Compared to iris scanning, voice recognition is a cheap way to verify someone’s identity. The implementation process simply requires a microphone of sufficient quality and an application that has been expertly trained in classifying sounds.
There are many ways to build a voice template for a user. Frequency combinations and statistical characteristics of the voice are the most common.
The determining disadvantage of voice authentication is low accuracy, however. A person's voice can vary based on health, age, and mood, which presents many scenarios where a legitimate user's voice may not be recognized. Likewise, environmental noise poses practical issues.
4. Use Face Recognition
Facial recognition systems handle identification and verification using data stored in a person's face. The system captures and analyzes an image, making comparisons between the user’s facial details and those on file for them.
The market for facial recognition technologies is expected to grow from $3.2 billion USD in 2019 to $7 billion in 2024. Growth drivers include increased user numbers and government-backed data security initiatives. Mobile device usage is also contributing to this rise in popularity, as is a high demand for robust fraud detection and prevention technologies.
AI-based facial recognition also represents one of the bigger challenges and opportunities for organizations interested in security.
In most cases, biometric data is available to the public. User photos can be acquired from social networks, or, snapped in real life. Consequently, one of the biggest concerns remaining to be addressed is verifying the liveness of the user's face. Anti-spoofing technologies should be applied to verify that a live person is in front of the camera, rather than a still image.
Another solution is to compare the submitted photo with an official ID document verification.
Optical Character Recognition (OCR) is not an official biometric verification technology, but it’s useful as a tool for comparing the provided information with user documents.
How to Choose the Best Biometrics-Based Technology for Security Systems?
After describing facial, vocal, iris, and fingerprint technologies, the hanging question is: which approach is best?

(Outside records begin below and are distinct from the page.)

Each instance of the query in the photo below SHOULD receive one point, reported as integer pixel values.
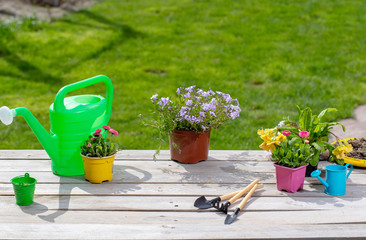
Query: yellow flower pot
(98, 170)
(354, 161)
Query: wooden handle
(239, 194)
(229, 195)
(246, 198)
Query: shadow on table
(221, 172)
(354, 193)
(34, 209)
(121, 173)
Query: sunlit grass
(271, 55)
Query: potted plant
(98, 153)
(188, 119)
(291, 153)
(319, 132)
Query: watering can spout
(316, 174)
(48, 142)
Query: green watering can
(73, 119)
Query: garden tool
(335, 178)
(224, 206)
(230, 218)
(203, 203)
(73, 119)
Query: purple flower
(190, 89)
(183, 111)
(212, 106)
(114, 132)
(187, 95)
(187, 117)
(235, 111)
(202, 93)
(154, 97)
(97, 132)
(234, 115)
(189, 102)
(163, 102)
(227, 98)
(205, 107)
(197, 98)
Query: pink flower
(304, 134)
(286, 132)
(97, 132)
(106, 127)
(114, 132)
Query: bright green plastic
(73, 119)
(24, 187)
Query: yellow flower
(260, 132)
(268, 146)
(270, 138)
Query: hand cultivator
(203, 203)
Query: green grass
(271, 55)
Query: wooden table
(154, 200)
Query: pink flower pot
(290, 179)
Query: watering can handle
(350, 170)
(59, 99)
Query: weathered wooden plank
(128, 174)
(182, 203)
(208, 190)
(178, 231)
(233, 168)
(41, 216)
(238, 155)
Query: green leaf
(305, 119)
(318, 146)
(320, 116)
(315, 159)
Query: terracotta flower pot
(189, 146)
(290, 179)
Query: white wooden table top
(154, 200)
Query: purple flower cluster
(196, 109)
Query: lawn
(271, 55)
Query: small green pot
(24, 187)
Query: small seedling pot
(24, 187)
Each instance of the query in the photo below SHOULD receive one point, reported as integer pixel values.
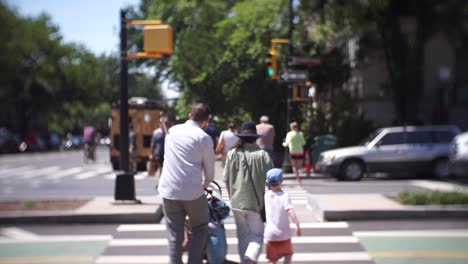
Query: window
(393, 139)
(419, 137)
(444, 136)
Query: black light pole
(286, 167)
(124, 182)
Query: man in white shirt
(267, 131)
(188, 168)
(227, 140)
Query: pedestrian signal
(272, 70)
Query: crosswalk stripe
(65, 173)
(162, 227)
(12, 171)
(93, 173)
(417, 233)
(233, 241)
(40, 172)
(297, 257)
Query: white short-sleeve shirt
(277, 224)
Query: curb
(322, 213)
(72, 217)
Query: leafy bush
(432, 198)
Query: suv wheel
(440, 169)
(352, 170)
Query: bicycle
(89, 153)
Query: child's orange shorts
(278, 249)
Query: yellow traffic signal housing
(272, 70)
(158, 39)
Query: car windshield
(369, 138)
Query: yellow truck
(144, 115)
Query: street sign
(295, 76)
(306, 61)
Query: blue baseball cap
(275, 176)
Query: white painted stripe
(438, 186)
(17, 233)
(51, 239)
(65, 173)
(94, 173)
(40, 172)
(140, 176)
(162, 227)
(297, 257)
(86, 175)
(110, 176)
(14, 171)
(414, 233)
(234, 241)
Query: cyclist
(89, 140)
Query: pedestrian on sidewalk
(188, 168)
(278, 207)
(227, 140)
(244, 175)
(157, 145)
(267, 131)
(295, 143)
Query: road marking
(40, 172)
(139, 176)
(162, 227)
(17, 233)
(12, 171)
(233, 241)
(93, 173)
(439, 186)
(297, 257)
(65, 173)
(414, 233)
(47, 259)
(453, 254)
(53, 239)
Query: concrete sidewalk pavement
(315, 207)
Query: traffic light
(272, 70)
(158, 39)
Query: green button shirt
(236, 176)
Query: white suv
(406, 149)
(459, 155)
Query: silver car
(459, 155)
(405, 149)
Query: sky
(93, 23)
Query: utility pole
(125, 182)
(158, 41)
(286, 167)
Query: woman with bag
(244, 175)
(295, 142)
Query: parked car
(404, 149)
(459, 155)
(73, 142)
(9, 141)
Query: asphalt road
(357, 242)
(66, 175)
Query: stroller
(216, 247)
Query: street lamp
(445, 76)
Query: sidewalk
(311, 208)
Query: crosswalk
(326, 242)
(58, 173)
(321, 242)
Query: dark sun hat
(248, 129)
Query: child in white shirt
(278, 207)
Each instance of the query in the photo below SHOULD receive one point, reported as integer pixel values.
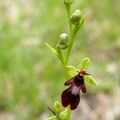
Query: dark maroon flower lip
(71, 95)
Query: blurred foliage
(31, 78)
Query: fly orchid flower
(71, 96)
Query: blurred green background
(31, 78)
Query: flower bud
(57, 107)
(63, 42)
(68, 1)
(75, 17)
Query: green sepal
(65, 115)
(57, 107)
(78, 26)
(89, 80)
(71, 71)
(52, 118)
(55, 52)
(84, 64)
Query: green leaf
(71, 71)
(89, 80)
(55, 52)
(84, 64)
(65, 115)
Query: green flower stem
(69, 48)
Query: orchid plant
(76, 77)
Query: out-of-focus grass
(30, 77)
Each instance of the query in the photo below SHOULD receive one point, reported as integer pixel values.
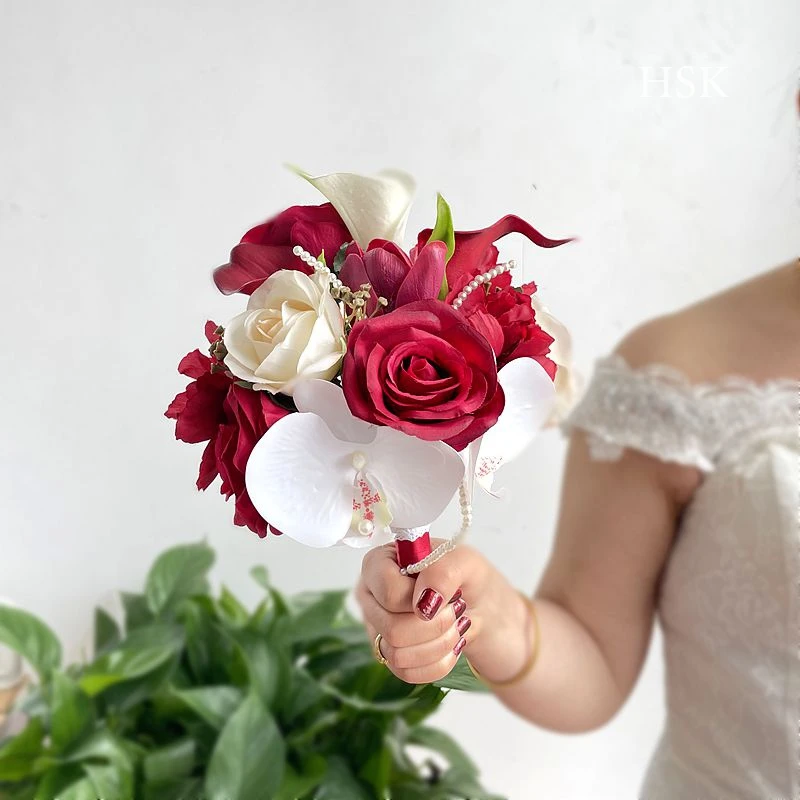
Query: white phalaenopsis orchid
(323, 477)
(530, 397)
(372, 207)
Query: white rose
(292, 330)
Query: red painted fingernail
(429, 603)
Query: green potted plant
(197, 697)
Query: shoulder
(691, 341)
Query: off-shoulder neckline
(674, 376)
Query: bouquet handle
(411, 551)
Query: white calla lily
(372, 207)
(323, 477)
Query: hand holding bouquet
(363, 386)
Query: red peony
(268, 247)
(505, 316)
(231, 419)
(425, 371)
(393, 274)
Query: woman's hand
(426, 621)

Unfortunately, no single solution has emerged to beat out the others.
Multimodal biometric verification is considered the best approach to satisfy industries where high accuracy and security are essential. This approach requires two biometric credentials to provide positive identification.
Machine learning technologies are invaluable in deploying many multimodal forms of biometrics. A number of libraries are available today to provide the machine learning component including:
- Tensorflow: an open-source framework for building and computing data flow graphs. It allows for the creation and training of neural networks of level of complexity.
- PyTorch: an open-source machine learning library used for computer vision and natural language processing. PyTorch is lighter to work with and better for fast prototype development, but Tensorflow is much better for production models and scalability, as it was built to be production ready.
- Scikit-learn: another software-based machine learning library for the Python programming language
- OpenCV: an open-source computer vision and machine learning software library
There’s also a software platform known as Docker that allows for quickly building, debugging, and deploying applications.
Consultants Are Your Friends
While these biometric solutions and machine learning facilitators may seem highly technical and overwhelming, there’s no rule that you have to figure out which one is best by yourself.
Many organizations partner with ML consultants experienced in developing machine learning applications. This can be helpful in determining your business goals and choosing the right platform for your system.
When evaluating consultant options, especially firms or people you aren’t familiar with, starting with a proof of concept project can be very advantageous. This will be a quick project that they can work with existing code and data to deliver on.